UC Santa Barbara

When confronted with an ever-changing and often perilous environment, how an organism behaves in response to uncertain and incomplete sensory information can be a matter of life and death. Besides the need to assess individual sensory signals accurately, sensory systems must also be able to integrate signals from multiple sensory modalities (e.g. visual, auditory, haptic), some of which may produce conflicting information. Through studying the insect brain of the Drosophila larva, we sought to unwrap the mathematical principles behind how animals process sensory signals to guide their behavior, with a focus on olfaction.

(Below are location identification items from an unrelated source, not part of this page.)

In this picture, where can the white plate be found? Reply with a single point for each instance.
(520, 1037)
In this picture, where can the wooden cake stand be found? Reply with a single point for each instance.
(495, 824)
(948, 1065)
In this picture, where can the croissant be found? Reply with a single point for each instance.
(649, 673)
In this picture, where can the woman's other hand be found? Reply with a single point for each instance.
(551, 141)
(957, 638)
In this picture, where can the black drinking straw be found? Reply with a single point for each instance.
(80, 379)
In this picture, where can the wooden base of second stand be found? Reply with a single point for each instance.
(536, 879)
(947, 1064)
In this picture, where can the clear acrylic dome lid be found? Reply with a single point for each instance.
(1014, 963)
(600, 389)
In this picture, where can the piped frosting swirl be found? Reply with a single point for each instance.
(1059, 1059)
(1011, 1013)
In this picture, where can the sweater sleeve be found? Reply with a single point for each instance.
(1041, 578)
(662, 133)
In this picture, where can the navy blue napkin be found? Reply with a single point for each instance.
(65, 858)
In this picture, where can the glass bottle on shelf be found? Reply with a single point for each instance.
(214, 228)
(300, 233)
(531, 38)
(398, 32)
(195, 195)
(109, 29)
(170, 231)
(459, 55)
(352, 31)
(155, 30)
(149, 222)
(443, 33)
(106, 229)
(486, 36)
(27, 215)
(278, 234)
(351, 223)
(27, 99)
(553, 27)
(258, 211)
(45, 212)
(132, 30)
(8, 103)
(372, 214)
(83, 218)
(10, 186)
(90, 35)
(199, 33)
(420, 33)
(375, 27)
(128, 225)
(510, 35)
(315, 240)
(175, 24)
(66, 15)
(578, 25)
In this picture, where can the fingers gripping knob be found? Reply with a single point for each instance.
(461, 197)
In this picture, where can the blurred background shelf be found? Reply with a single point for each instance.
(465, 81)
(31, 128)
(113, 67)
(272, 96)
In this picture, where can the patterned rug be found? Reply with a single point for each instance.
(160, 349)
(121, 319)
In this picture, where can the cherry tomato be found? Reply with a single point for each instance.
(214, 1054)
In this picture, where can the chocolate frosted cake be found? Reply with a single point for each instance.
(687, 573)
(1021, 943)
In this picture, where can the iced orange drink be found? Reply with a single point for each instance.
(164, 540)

In my dissertation, we employ computational models to investigate how the Drosophila larva transduces odors through its olfactory sensory neurons and combines these cues with other sensory modalities. We obtain three important clues towards understanding the neural implementation of sensory systems: 1. Drosophila larvae are capable of computing and combining the variance of sensory inputs to organize orientation behavior, suggesting that even relatively simple nervous systems can achieve probabilistic inference. 2. Upon prolonged increasing excitation, olfactory sensory neurons can counterintuitively transition from a spiking state to a silent state called depolarization block, which preserves sparsity in the neural code. 3. The bifurcation of spiking and silent states in olfactory sensory neurons driven by depolarization block allows Drosophila larvae to encode and discriminate different odors.